Another extremely interesting point is perspective 2: art forms add strength to the world view. Schaeffer argues that art can heighten the impact and effect of an idea even if it is false. Thus, “if something untrue or immoral is stated in great art it can be far more destructive and devastating than if it is expressed in poor art or prosaic statement. I think this explains that feeling a Christian might sometimes have in a movie, where one wants a character to leave their spouse, or otherwise commit or get away with what is forbidden in God’s Word. Art is powerful.

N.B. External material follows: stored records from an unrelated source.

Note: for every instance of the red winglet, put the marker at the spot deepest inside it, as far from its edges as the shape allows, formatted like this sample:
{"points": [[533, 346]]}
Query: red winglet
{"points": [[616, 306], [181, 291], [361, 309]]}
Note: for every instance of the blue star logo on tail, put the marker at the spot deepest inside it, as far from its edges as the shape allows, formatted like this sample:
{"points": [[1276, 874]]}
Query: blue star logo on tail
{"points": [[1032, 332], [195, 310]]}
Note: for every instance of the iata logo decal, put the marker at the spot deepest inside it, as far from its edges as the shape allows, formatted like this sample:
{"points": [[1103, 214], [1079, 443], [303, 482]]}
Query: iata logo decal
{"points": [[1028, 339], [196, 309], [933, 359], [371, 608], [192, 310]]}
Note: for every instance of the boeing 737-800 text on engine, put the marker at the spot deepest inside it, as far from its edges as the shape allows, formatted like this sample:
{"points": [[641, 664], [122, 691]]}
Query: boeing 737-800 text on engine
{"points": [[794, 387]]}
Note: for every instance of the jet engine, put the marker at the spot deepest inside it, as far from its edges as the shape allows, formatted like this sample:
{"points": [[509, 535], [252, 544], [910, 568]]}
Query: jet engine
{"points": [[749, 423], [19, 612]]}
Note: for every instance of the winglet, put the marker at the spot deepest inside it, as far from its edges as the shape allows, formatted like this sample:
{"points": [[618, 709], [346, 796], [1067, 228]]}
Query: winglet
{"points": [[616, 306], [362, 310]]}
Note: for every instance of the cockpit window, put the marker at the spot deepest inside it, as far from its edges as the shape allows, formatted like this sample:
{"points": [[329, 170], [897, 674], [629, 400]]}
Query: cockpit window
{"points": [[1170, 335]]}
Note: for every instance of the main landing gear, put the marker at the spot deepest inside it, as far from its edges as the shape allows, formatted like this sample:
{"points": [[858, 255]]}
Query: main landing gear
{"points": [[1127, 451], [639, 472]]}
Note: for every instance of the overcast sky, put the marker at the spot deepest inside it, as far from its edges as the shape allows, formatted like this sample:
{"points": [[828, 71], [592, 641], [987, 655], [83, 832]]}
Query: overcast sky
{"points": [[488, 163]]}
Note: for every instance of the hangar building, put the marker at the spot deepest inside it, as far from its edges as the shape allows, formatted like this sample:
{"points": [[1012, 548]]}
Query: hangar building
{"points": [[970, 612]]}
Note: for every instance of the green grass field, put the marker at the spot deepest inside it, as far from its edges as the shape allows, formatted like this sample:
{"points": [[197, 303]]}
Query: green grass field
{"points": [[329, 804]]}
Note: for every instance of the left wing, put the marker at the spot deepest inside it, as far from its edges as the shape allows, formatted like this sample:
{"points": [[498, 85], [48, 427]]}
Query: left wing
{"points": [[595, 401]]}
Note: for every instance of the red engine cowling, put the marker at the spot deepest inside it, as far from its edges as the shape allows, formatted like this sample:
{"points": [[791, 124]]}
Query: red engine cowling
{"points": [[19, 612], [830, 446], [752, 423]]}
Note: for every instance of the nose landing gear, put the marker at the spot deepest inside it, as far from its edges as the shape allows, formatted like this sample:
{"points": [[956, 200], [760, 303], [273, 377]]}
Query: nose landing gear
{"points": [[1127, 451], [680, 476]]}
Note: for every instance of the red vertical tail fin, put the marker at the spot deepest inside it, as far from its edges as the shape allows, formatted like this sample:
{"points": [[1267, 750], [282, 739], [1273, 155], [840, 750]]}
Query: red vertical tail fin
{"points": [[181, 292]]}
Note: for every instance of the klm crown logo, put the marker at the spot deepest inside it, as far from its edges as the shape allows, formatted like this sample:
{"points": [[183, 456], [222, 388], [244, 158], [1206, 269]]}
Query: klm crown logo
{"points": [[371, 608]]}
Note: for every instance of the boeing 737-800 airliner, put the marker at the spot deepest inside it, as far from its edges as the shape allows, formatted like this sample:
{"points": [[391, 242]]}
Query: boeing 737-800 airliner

Another interesting perspective from which to evaluate art is ‘normal definitions, normal syntax’. What Schaeffer means here is that an element of art is communication. Some art (poetry, painting plays) can bend the rules of language and grammar or symbolism so much that communication is lost. He writes, “Totally abstract art stands in an undefined relationship with the viewer, for the viewer is completely alienated from the painter.”

I was also interested by the point he made regarding non-Christian artists who are able to produce art according to a Christian worldview. His explanation for this was that when a large number of people in society are Christians, they can bring a kind of Christian consensus, and non-Christians can write or paint within and out of this contextual framework. This was clearly the case in Christendom, where although individual artists might not necessarily have been Christians, they lived and breathed a Christian context in a way which we no longer do.

For Schaeffer, we never look at just one piece of art, we look at it in the context of the body of an artist’s work. He encourages Christian artists to produce art within the context of their time, place and culture, and reminds us that Christian art should have two themes. One, which he calls the minor theme is associated with the fall. We are in a sinful world, and outside of God there is a lack of meaning and purpose, and even within God’s family, there is suffering and sin to deal with. But the major theme of Christian work, which we could call redemption, is meaning and purpose in both metaphysics and morality.

How The West Lost God

I have had my eye on this book for some time, and when a friend kindly gave me money to purchase a book, I snapped this up quick smart. The central thesis of the book is that just as religious decline leads to a decline in the family, so too, the decline in the two-parent nuclear family contributes to the decline of the church. Eberstadt describes family and faith as ’the invisible double helix of society – two spirals that when linked to one another can effectively reproduce, but whose strength and momentum depend on one another.’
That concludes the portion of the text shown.